O nowej książce Małgorzaty Mosakowskiej Bursztynowe dziedzictwo
Tak – stało się! Jest Bursztynowe dziedzictwo! Miło mi zaprezentować moją najnowszą i zapowiadaną od dłuższego czasu książkę.
Bursztynowe dziedzictwo ukazało się zgodnie z wydawniczym harmonogramem pod koniec października br. Moment ten przywołał wspomnienia sprzed trzech lat, towarzyszące ukazaniu się Białego Dzika. Pomorskich legend pani Małgosi – mojej pierwszej książki. W myślach powrócił przeżywany wówczas lęk i niepewność, czyli standardowe obawy dręczące debiutantów. Dotyczyły one przede wszystkim odbioru książki. Ale było dobrze! Biały Dzik przyniósł mi wiele radości i satysfakcji! Niemniej zdumiewa mnie, że tym razem to już czwarta opowieść.
- Dlaczego bursztyn?
Bursztyn jest w moim życiu obecny już od ponad pól wieku… Czas mija, a moje zauroczenie tym wyjątkowym kruszcem trwa od chwili, gdy jako sześcio - , może siedmioletnie dziecko, zobaczyłam bursztynową bransoletkę, zwykłą turystyczną pamiątkę dla dzieci, przywiezioną z Gdańska. Bransoletka składała się z prostokącików wykonanych z klejonego na gorąco bursztynu, na których wygrawerowano wizerunek Fontanny Neptuna. Było to istne cudo… Do dziś mam przed oczami te kawałeczki bursztynu o ciepłej żółtej barwie. I chyba to był początek mojej opowieści.
- O czym jest książka?
To przede wszystkim moja wizja Pomorza jako Krainy Bursztynu. To także opowieść o pięknie i ponadczasowości tego pomorskiego skarbu.

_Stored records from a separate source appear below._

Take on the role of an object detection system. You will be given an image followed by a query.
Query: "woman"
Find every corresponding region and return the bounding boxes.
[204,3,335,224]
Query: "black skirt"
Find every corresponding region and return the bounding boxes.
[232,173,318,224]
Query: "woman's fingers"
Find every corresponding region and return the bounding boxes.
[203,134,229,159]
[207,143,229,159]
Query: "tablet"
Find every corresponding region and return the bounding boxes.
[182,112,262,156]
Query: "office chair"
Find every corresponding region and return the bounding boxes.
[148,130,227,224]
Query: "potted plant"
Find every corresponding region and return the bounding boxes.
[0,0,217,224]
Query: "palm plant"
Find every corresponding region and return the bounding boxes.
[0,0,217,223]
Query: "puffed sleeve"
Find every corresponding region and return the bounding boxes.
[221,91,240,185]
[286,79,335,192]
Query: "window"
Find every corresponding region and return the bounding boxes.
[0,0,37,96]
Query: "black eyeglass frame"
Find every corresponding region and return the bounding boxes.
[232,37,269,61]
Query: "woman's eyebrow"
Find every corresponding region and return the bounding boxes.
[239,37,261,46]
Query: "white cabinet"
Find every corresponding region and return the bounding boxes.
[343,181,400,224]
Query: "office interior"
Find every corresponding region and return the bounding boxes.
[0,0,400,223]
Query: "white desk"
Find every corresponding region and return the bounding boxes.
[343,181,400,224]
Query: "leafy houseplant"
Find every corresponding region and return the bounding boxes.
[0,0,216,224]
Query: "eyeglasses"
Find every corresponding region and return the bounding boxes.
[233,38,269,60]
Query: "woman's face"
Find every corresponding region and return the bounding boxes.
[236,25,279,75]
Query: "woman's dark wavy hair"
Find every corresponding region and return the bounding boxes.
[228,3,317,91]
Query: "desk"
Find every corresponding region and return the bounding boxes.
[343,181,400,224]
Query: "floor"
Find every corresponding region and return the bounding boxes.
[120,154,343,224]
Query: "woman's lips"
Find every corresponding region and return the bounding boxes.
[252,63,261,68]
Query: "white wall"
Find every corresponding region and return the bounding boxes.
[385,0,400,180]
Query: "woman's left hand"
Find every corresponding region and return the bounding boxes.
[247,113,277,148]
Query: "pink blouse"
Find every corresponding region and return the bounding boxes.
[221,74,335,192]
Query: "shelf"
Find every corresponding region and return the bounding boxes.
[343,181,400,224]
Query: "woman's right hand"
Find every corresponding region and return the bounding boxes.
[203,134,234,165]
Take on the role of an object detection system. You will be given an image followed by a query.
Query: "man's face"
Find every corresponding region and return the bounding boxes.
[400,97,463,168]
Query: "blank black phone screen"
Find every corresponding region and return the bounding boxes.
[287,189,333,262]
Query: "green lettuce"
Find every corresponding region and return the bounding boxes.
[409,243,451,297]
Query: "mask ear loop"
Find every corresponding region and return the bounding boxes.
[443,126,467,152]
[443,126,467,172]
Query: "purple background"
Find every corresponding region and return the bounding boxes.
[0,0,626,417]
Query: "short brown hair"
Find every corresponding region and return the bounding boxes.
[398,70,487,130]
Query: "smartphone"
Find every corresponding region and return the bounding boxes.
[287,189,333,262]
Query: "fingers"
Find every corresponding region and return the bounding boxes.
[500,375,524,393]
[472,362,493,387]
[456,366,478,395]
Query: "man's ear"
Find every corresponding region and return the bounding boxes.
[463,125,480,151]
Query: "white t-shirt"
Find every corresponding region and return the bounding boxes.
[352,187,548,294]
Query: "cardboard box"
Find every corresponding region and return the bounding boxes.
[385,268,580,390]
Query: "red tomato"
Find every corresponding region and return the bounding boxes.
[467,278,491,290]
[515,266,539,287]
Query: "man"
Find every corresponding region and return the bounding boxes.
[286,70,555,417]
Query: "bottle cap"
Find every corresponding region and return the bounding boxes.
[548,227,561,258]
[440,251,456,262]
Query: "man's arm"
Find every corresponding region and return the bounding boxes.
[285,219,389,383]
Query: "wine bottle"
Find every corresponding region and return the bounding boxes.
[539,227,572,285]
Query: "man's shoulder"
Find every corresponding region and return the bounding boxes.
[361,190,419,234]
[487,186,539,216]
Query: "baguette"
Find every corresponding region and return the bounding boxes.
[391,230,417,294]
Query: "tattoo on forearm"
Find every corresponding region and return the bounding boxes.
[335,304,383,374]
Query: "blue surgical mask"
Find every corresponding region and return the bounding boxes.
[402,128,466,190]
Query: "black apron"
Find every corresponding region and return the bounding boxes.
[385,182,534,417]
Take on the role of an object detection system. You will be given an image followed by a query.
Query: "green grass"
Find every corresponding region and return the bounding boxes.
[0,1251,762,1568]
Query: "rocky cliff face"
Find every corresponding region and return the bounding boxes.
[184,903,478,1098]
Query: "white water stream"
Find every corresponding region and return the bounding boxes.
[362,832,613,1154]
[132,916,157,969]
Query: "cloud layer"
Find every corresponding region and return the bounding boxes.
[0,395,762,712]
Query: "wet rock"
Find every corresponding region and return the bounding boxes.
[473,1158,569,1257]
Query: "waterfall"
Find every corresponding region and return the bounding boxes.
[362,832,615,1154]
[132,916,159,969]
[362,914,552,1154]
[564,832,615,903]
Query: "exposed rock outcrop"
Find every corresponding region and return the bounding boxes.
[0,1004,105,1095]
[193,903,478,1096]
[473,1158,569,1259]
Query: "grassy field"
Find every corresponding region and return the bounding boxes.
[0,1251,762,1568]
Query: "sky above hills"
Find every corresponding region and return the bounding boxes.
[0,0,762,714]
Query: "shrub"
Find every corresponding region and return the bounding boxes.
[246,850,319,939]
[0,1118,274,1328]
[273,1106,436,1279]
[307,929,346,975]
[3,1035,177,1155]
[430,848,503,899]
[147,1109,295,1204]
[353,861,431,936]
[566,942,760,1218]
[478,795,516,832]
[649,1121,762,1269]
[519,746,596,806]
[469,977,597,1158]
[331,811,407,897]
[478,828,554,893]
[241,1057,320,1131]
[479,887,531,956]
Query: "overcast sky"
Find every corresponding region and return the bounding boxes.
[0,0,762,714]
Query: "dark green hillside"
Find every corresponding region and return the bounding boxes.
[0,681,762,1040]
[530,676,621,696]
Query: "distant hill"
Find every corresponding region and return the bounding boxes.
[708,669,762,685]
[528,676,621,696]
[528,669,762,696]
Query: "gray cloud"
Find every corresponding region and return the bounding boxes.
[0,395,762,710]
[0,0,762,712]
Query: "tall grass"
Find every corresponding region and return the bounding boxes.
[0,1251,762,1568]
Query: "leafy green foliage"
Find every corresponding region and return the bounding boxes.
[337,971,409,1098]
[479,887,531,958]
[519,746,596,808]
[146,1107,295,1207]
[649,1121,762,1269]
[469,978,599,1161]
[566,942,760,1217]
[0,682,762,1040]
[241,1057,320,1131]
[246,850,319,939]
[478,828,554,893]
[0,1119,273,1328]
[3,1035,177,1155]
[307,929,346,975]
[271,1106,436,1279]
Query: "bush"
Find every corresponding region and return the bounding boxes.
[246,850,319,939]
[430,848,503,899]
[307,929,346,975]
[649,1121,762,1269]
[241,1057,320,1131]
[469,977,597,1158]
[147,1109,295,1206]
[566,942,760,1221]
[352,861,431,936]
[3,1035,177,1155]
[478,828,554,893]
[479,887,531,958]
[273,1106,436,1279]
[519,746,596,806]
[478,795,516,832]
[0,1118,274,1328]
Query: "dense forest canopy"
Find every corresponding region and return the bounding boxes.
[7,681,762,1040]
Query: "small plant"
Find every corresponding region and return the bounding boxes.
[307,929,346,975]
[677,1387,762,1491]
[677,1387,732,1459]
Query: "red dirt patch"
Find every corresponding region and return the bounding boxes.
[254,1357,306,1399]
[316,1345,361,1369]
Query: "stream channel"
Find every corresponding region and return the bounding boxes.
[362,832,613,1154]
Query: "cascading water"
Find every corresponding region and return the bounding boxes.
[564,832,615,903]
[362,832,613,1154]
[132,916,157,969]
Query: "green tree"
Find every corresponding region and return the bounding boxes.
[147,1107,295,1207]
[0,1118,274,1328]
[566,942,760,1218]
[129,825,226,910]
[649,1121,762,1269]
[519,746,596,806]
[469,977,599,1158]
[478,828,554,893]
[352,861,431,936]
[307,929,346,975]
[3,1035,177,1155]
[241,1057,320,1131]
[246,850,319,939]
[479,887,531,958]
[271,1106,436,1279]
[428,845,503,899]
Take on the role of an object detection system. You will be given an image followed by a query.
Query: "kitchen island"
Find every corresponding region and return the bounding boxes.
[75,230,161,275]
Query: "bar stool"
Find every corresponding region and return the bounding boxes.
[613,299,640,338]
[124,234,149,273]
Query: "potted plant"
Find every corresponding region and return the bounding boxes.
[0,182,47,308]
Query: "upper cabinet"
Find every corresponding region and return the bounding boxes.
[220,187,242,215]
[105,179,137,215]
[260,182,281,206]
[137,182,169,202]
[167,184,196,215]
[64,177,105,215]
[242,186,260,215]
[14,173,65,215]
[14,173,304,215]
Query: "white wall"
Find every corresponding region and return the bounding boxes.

Starałam się w niej przedstawić ten przyrodniczy relikt jako magiczny i idealny kruszec tworzący pomorskie kulturowe dziedzictwo. Opowieść składa się z dwóch części: pierwszą - Na tropie pomorskich przodków - tworzy cykl ośmiu legend dziejących się w dawnych czasach głównie na terenie całego Pomorza; druga – Czas wodnika - rozgrywa się w czasach współczesnych, w Gdańsku i w Krainie Kaszub. Obie części łączy motyw trzech bursztynowych kul obdarzonych magiczną mocą. Długo formowane przez siły Natury, odbywają wędrówkę przez czas i Pomorze, wpływając na losy wielu istot – nie tylko ludzi.
W książce pojawiają się liczne i zupełnie nowe w pomorskiej literaturze motywy - m.in. wyprawa Rzymian po bursztynowe sambijskie okazy wędrująca Bursztynowym Szlakiem; jest nawiązanie do faktorii, czyli miejsca postoju i odpoczynku dla kupców bursztynu; pojawia się motyw Arkony i daru dla czterogłowego boga Świętowita; jest opis bursztynowego centrum jakim było niegdyś Truso; jest barokowy książę Hieronim zafascynowany bursztynową komnatą oraz siedziba jego krewnych w Słobitach; jest epizod z życia Maurycego Beniowskiego, którego barwne przygody i niespokojny żywot zawiodły do Gdańska; pojawia się motyw pobytu w Rzucewie króla Jana III Sobieskiego.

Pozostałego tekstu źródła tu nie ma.